In my dreams, I could hand myself over, make myself nothing more than a possession and feel nothing but pleasure. The ultimate dance of pleasure and need. Everything the ballet promised but didn’t deliver. Surrender and greed, lust and longing, all made real. All available if I but dared.

The taboo made me shiver. The fantasy made me hot.

But I wasn’t Annabelle. I had never wanted my fantasies to become real, not in the real world. No yachts or monetized “dates” for me, because I knew I would never, ever feel safe enough to go through with it.

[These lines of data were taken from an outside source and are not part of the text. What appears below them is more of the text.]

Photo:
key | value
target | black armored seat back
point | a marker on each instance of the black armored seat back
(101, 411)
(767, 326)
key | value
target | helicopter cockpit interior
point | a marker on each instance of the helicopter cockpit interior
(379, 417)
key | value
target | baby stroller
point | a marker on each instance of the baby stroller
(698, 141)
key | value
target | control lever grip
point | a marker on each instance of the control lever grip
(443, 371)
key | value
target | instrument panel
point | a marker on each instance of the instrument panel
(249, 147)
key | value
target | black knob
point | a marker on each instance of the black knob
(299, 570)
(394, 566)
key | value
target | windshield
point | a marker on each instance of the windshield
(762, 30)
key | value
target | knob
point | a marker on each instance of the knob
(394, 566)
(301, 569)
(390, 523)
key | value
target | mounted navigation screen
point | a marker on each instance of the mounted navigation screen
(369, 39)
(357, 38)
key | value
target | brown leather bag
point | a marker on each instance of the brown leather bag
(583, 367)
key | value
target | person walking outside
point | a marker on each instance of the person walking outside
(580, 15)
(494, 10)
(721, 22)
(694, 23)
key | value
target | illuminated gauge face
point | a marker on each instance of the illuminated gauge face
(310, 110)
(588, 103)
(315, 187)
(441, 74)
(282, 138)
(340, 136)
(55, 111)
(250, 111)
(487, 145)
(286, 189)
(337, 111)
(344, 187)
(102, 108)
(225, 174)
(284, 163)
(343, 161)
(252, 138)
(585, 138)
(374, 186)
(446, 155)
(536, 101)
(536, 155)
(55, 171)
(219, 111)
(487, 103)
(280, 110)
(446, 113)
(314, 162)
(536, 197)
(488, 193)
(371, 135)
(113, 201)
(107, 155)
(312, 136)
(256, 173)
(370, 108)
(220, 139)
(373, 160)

Fantasies in my head were glorious when I was alone in my bed. But I knew a little something about making fantasies real in my actual life. There was always a price, and that price was often pain. I had never wanted to test the thing that made me hottest out there in Annabelle’s world of risky nights and reckless lovers, because I’d always known on some level that reality would ruin it.

Until tonight.

Because the beautiful blue-eyed man might be a stranger to me, but he was known to the club or he wouldn’t have been permitted in the audience. One of the numerous documents I had signed had made that clear. The club knew everything about everyone, including medical records and sexual preferences. Everyone was deemed safe for playtime or they weren’t allowed to partake. And no abuses would go unpunished, assuming they even occurred—which was, I was told, so unlikely as to be well-nigh impossible.

This wasn’t me in my bed at home taking myself on a little fantasy journey. But it wasn’t quite reality, either. That made it perfect.